Они шли по пыльной дороге, по обочинам среди пыльной зелени стояли мраморные надгробия и жертвенники. От жары звенело в ушах. Солнце поднялось высоко и припекало весьма чувствительно.
– Почему он не дает нам воды? – хрипло спросил Дима.
– Если пить на жаре, быстрее устанешь, – отозвался Окрикул.
– У меня в глазах черно, – сообщил Баранов. – Я сейчас упаду.
– Дурак, – равнодушно сказал бывший пират. – Лучше этого не делай.
Дима заскрежетал зубами.
И в этот момент торговец крикнул:
– Привал!
Ни к кому Баранов еще не испытывал такой жгучей благодарности. Торговец остановил коня возле мраморной стелы, у подножия которой еле слышно журчала вода. Ледяная кристальная вода источника, бережно заключенного в мраморное кольцо. На барельефе надгробия склоняла голову закутанная в покрывало женщина. Торговец слез с лошади и, нагнувшись, зачерпнул воды. Два солдата поспешно наполняли свои фляги, а рабы переминались с ноги на ногу в ожидании, пока им позволят подойти и напиться.
Наконец, торговец отошел, и пятеро приятелей-пиратов беспрекословно расступились перед Димой. Он так хотел пить, что даже не заметил этого.
Он рухнул перед источником и начал жадно глотать воду. Утолить жажду ледяной водой не так-то просто, даже если не обращать внимания на пронзительно ноющие зубы. Дима поднял голову над ключом и замер, разглядывая печальный образ на барельефе.

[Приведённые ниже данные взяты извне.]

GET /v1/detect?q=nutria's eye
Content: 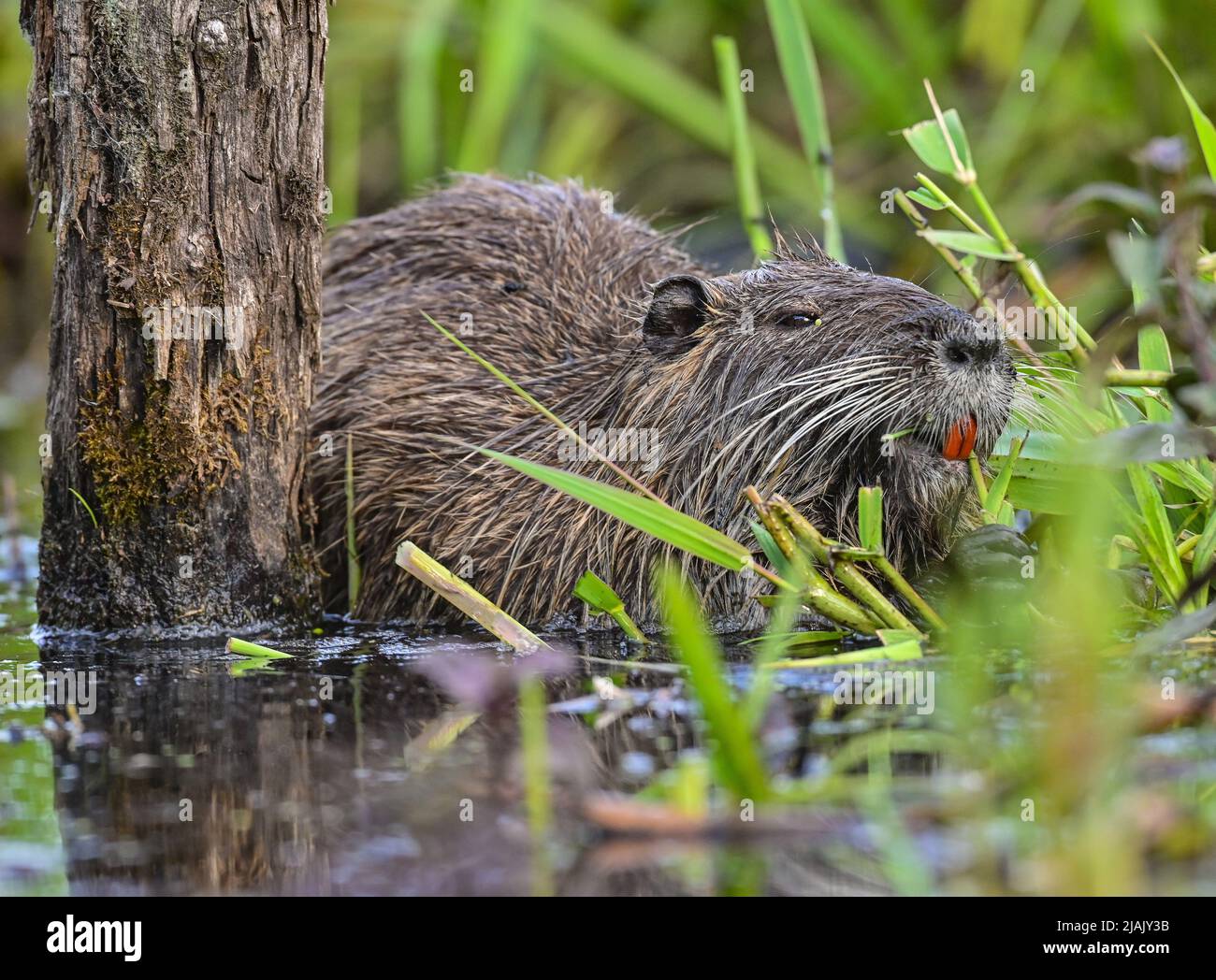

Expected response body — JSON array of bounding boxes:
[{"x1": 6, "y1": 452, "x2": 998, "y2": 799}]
[
  {"x1": 946, "y1": 344, "x2": 970, "y2": 364},
  {"x1": 777, "y1": 312, "x2": 823, "y2": 329}
]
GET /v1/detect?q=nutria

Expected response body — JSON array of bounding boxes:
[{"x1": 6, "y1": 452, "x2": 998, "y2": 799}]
[{"x1": 312, "y1": 177, "x2": 1017, "y2": 627}]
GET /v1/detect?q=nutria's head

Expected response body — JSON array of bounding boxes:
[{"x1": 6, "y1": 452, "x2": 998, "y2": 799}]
[{"x1": 629, "y1": 243, "x2": 1018, "y2": 566}]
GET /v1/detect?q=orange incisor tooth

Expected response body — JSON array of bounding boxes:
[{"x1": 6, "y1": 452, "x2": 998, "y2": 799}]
[{"x1": 941, "y1": 414, "x2": 979, "y2": 459}]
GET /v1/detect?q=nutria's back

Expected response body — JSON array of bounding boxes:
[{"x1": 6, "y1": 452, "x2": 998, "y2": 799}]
[
  {"x1": 312, "y1": 177, "x2": 1014, "y2": 625},
  {"x1": 312, "y1": 177, "x2": 710, "y2": 619}
]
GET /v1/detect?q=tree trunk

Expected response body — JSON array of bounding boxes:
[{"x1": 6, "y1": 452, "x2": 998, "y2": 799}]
[{"x1": 21, "y1": 0, "x2": 327, "y2": 630}]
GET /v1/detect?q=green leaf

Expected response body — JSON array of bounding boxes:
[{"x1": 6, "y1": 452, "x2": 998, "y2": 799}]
[
  {"x1": 574, "y1": 570, "x2": 645, "y2": 641},
  {"x1": 1148, "y1": 37, "x2": 1216, "y2": 180},
  {"x1": 714, "y1": 36, "x2": 773, "y2": 262},
  {"x1": 904, "y1": 109, "x2": 974, "y2": 182},
  {"x1": 858, "y1": 486, "x2": 883, "y2": 554},
  {"x1": 765, "y1": 0, "x2": 846, "y2": 262},
  {"x1": 984, "y1": 439, "x2": 1021, "y2": 521},
  {"x1": 907, "y1": 187, "x2": 946, "y2": 211},
  {"x1": 770, "y1": 640, "x2": 924, "y2": 670},
  {"x1": 479, "y1": 449, "x2": 751, "y2": 571},
  {"x1": 917, "y1": 228, "x2": 1022, "y2": 262},
  {"x1": 1138, "y1": 324, "x2": 1174, "y2": 423},
  {"x1": 1127, "y1": 463, "x2": 1187, "y2": 600},
  {"x1": 656, "y1": 567, "x2": 769, "y2": 799},
  {"x1": 750, "y1": 521, "x2": 797, "y2": 580}
]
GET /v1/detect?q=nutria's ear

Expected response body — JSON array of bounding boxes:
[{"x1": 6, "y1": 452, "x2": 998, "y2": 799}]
[{"x1": 642, "y1": 276, "x2": 709, "y2": 350}]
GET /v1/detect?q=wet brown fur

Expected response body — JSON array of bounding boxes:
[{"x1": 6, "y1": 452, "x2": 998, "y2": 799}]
[{"x1": 312, "y1": 177, "x2": 1016, "y2": 627}]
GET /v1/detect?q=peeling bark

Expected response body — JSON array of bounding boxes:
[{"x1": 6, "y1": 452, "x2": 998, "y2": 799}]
[{"x1": 21, "y1": 0, "x2": 327, "y2": 630}]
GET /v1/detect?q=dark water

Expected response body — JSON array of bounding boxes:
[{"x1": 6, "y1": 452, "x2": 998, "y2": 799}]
[
  {"x1": 0, "y1": 541, "x2": 885, "y2": 895},
  {"x1": 0, "y1": 542, "x2": 1216, "y2": 895}
]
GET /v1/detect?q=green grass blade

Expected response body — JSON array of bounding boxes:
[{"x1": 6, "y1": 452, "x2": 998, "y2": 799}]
[
  {"x1": 984, "y1": 439, "x2": 1021, "y2": 521},
  {"x1": 574, "y1": 571, "x2": 645, "y2": 642},
  {"x1": 1127, "y1": 463, "x2": 1187, "y2": 600},
  {"x1": 479, "y1": 449, "x2": 751, "y2": 571},
  {"x1": 538, "y1": 0, "x2": 826, "y2": 209},
  {"x1": 396, "y1": 541, "x2": 548, "y2": 653},
  {"x1": 397, "y1": 0, "x2": 453, "y2": 195},
  {"x1": 904, "y1": 109, "x2": 976, "y2": 183},
  {"x1": 765, "y1": 0, "x2": 846, "y2": 262},
  {"x1": 1147, "y1": 37, "x2": 1216, "y2": 180},
  {"x1": 656, "y1": 567, "x2": 769, "y2": 800},
  {"x1": 858, "y1": 486, "x2": 883, "y2": 552},
  {"x1": 1137, "y1": 324, "x2": 1174, "y2": 425},
  {"x1": 456, "y1": 0, "x2": 536, "y2": 173},
  {"x1": 347, "y1": 433, "x2": 364, "y2": 612},
  {"x1": 917, "y1": 228, "x2": 1022, "y2": 262},
  {"x1": 225, "y1": 636, "x2": 291, "y2": 660},
  {"x1": 714, "y1": 36, "x2": 773, "y2": 262}
]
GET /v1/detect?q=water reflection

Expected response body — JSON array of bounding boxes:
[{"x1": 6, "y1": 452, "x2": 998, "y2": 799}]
[{"x1": 0, "y1": 610, "x2": 894, "y2": 895}]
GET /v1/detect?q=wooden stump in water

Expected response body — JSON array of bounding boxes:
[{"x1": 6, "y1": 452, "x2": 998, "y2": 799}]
[{"x1": 21, "y1": 0, "x2": 327, "y2": 628}]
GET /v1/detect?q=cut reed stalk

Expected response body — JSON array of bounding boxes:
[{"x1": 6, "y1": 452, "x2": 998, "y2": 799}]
[
  {"x1": 397, "y1": 541, "x2": 548, "y2": 653},
  {"x1": 769, "y1": 495, "x2": 923, "y2": 636}
]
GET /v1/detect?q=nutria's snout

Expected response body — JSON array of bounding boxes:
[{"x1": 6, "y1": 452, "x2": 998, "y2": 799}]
[{"x1": 896, "y1": 305, "x2": 1018, "y2": 463}]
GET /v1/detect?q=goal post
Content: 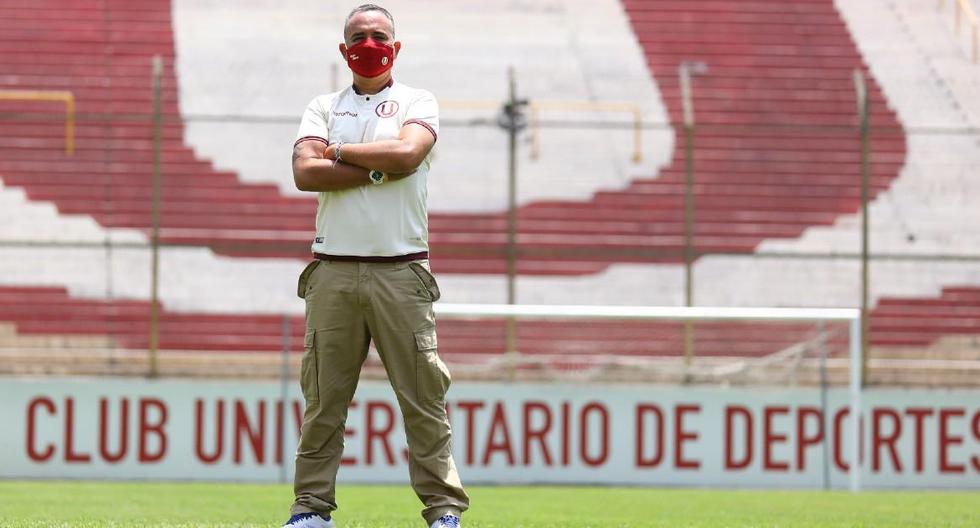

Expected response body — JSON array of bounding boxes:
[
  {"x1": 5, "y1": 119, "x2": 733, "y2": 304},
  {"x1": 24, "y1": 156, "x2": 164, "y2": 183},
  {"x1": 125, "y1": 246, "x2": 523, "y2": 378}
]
[{"x1": 434, "y1": 303, "x2": 863, "y2": 493}]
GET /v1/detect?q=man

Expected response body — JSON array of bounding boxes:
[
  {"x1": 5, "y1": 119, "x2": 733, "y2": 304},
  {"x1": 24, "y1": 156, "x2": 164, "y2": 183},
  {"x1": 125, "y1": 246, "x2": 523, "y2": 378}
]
[{"x1": 285, "y1": 4, "x2": 469, "y2": 528}]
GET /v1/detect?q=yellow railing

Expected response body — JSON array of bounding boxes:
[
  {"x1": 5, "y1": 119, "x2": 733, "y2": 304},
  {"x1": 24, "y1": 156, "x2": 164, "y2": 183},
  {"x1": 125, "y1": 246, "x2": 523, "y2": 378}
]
[
  {"x1": 529, "y1": 101, "x2": 643, "y2": 163},
  {"x1": 939, "y1": 0, "x2": 980, "y2": 63},
  {"x1": 439, "y1": 99, "x2": 643, "y2": 163},
  {"x1": 0, "y1": 90, "x2": 75, "y2": 156}
]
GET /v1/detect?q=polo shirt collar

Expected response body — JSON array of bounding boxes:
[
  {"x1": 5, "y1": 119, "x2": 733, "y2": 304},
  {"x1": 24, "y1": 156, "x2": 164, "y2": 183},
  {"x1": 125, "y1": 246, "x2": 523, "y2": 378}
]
[{"x1": 351, "y1": 77, "x2": 395, "y2": 103}]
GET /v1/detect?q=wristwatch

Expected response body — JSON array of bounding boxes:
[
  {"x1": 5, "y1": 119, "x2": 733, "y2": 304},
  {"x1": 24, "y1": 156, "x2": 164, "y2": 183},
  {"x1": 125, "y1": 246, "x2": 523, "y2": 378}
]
[{"x1": 368, "y1": 170, "x2": 388, "y2": 185}]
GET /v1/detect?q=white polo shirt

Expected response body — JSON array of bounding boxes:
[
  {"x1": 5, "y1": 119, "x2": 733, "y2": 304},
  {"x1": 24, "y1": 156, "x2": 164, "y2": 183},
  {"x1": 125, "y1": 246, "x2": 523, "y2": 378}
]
[{"x1": 296, "y1": 83, "x2": 439, "y2": 257}]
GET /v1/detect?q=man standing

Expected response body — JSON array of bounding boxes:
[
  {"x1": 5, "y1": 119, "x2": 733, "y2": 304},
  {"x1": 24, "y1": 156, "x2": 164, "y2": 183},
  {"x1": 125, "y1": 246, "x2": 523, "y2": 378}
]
[{"x1": 285, "y1": 4, "x2": 469, "y2": 528}]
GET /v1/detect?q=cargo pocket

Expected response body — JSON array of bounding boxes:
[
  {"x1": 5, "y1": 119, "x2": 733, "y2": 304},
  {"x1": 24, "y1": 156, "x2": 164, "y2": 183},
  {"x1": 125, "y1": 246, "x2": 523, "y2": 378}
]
[
  {"x1": 415, "y1": 328, "x2": 452, "y2": 402},
  {"x1": 408, "y1": 262, "x2": 442, "y2": 302},
  {"x1": 299, "y1": 329, "x2": 320, "y2": 402}
]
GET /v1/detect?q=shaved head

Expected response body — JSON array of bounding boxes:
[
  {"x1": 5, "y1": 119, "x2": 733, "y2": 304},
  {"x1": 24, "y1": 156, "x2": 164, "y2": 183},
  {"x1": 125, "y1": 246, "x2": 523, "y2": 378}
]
[{"x1": 344, "y1": 4, "x2": 395, "y2": 40}]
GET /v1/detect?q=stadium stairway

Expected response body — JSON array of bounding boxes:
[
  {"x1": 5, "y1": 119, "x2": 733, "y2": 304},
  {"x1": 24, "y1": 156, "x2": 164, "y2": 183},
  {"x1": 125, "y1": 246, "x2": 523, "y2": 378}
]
[
  {"x1": 0, "y1": 1, "x2": 972, "y2": 380},
  {"x1": 0, "y1": 0, "x2": 904, "y2": 275},
  {"x1": 0, "y1": 287, "x2": 980, "y2": 386}
]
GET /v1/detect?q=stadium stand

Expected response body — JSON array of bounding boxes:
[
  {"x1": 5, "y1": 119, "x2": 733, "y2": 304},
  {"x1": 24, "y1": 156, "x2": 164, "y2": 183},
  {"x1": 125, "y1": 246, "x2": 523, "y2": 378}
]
[{"x1": 0, "y1": 0, "x2": 980, "y2": 380}]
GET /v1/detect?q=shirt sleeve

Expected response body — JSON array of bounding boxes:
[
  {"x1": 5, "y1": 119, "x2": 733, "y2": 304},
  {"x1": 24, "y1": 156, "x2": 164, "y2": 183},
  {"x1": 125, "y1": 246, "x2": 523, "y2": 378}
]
[
  {"x1": 294, "y1": 98, "x2": 330, "y2": 145},
  {"x1": 402, "y1": 90, "x2": 439, "y2": 140}
]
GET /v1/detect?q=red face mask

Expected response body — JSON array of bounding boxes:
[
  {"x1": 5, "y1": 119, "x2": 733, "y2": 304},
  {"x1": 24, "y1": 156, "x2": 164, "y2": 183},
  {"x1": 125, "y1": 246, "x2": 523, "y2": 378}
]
[{"x1": 347, "y1": 39, "x2": 395, "y2": 78}]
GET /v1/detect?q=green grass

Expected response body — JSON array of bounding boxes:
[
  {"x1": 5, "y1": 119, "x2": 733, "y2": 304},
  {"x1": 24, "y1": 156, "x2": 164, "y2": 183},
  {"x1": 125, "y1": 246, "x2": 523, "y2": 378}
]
[{"x1": 0, "y1": 481, "x2": 980, "y2": 528}]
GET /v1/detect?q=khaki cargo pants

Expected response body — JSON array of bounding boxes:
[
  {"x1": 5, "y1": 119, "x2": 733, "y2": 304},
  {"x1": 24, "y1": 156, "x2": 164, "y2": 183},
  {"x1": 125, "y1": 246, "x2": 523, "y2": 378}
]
[{"x1": 291, "y1": 260, "x2": 469, "y2": 524}]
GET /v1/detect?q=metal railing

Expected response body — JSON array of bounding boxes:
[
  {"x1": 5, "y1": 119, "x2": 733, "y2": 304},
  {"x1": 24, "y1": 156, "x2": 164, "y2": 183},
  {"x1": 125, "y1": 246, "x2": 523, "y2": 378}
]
[
  {"x1": 939, "y1": 0, "x2": 980, "y2": 64},
  {"x1": 0, "y1": 90, "x2": 75, "y2": 156}
]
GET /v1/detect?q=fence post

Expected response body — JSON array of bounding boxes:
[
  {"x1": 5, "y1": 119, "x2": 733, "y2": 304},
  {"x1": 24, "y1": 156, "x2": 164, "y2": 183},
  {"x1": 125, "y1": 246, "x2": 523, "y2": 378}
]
[
  {"x1": 854, "y1": 70, "x2": 871, "y2": 385},
  {"x1": 147, "y1": 55, "x2": 163, "y2": 378},
  {"x1": 677, "y1": 61, "x2": 707, "y2": 372}
]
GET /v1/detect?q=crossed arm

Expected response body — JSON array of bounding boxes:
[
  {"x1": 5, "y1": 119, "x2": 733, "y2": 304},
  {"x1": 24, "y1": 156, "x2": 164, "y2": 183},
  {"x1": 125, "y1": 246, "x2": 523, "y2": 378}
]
[{"x1": 293, "y1": 123, "x2": 435, "y2": 192}]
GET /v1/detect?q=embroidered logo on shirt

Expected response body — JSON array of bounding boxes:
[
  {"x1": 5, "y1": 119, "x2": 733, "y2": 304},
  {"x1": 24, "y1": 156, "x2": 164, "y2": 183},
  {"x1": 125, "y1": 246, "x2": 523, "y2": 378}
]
[{"x1": 374, "y1": 100, "x2": 398, "y2": 117}]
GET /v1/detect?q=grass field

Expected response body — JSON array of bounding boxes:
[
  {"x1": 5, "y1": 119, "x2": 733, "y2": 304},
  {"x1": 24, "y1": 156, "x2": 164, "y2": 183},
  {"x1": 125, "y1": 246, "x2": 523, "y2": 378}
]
[{"x1": 0, "y1": 481, "x2": 980, "y2": 528}]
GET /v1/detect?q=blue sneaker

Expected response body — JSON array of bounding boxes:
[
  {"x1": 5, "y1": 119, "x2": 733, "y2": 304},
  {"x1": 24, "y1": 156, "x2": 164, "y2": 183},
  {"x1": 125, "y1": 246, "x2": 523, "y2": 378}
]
[
  {"x1": 282, "y1": 513, "x2": 334, "y2": 528},
  {"x1": 429, "y1": 513, "x2": 459, "y2": 528}
]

– Послушай… – заискивающе произнес над его ухом Окрикул. Дима обернулся. – Ты уже напился, – деликатно напомнил пират, – так отойди, а?
Дима покраснел и быстро встал на ноги.
Тем временем торговец, сидевший в тени деревьев на своем складном табурете, подозвал его к себе. Дима поплелся. Он успел уже забыть, какую жгучую благодарность только что к нему испытывал. Торговец разложил на коленях баночки и кувшинчики с какими-то притираниями.
– Встань на колени и подними голову, – сказал он, не глядя на Диму.
Дима мрачно подчинился. Торговец со знанием дела замазал наиболее выдающиеся синяки и кровоподтеки на его физиономии и велел позвать тех двоих, которых Дима вчера вечером попортил во время драки.
Гераклея, небольшой сицилийский портовый город, ослепляла белыми стенами, сплошь исписанными углем и красной краской. Дома стояли к улицам спиной, окнами во дворы. Диму тошнило от голода, духоты и пыли. Как назло, торговец вел их портовыми кварталами, пропахшими рыбой и смолой. Они поднялись по крутой, извилистой улочке, и торговец постучал рукояткой бича в довольно грязную дверь.
Через несколько минут они стояли уже в прохладной полутемной комнате, освещенной через отверстие в потолке. Навстречу им шел человек средних лет, одетый в легкую тунику и легкие сандалии. Внешность его была совершенно стертой: серое лицо, маленькие глазки, чуть отвисшие щеки. Он напомнил Диме завуча их интерната.
– Милейший Канноний! – вскричал он.
– Милейший Воконий! – отозвался торговец.
Они перешли на диалект, которого Дима не понимал. Солдаты торчали у входа, припечатав сапогами мозаичную надпись на пороге, и глазели по сторонам. Приятели куда-то удалились. Дима уселся на холодный пол. После раскаленной пыли это было блаженством. В интернате в это время обед. Он гулко вздохнул, вспомнив родную столовую.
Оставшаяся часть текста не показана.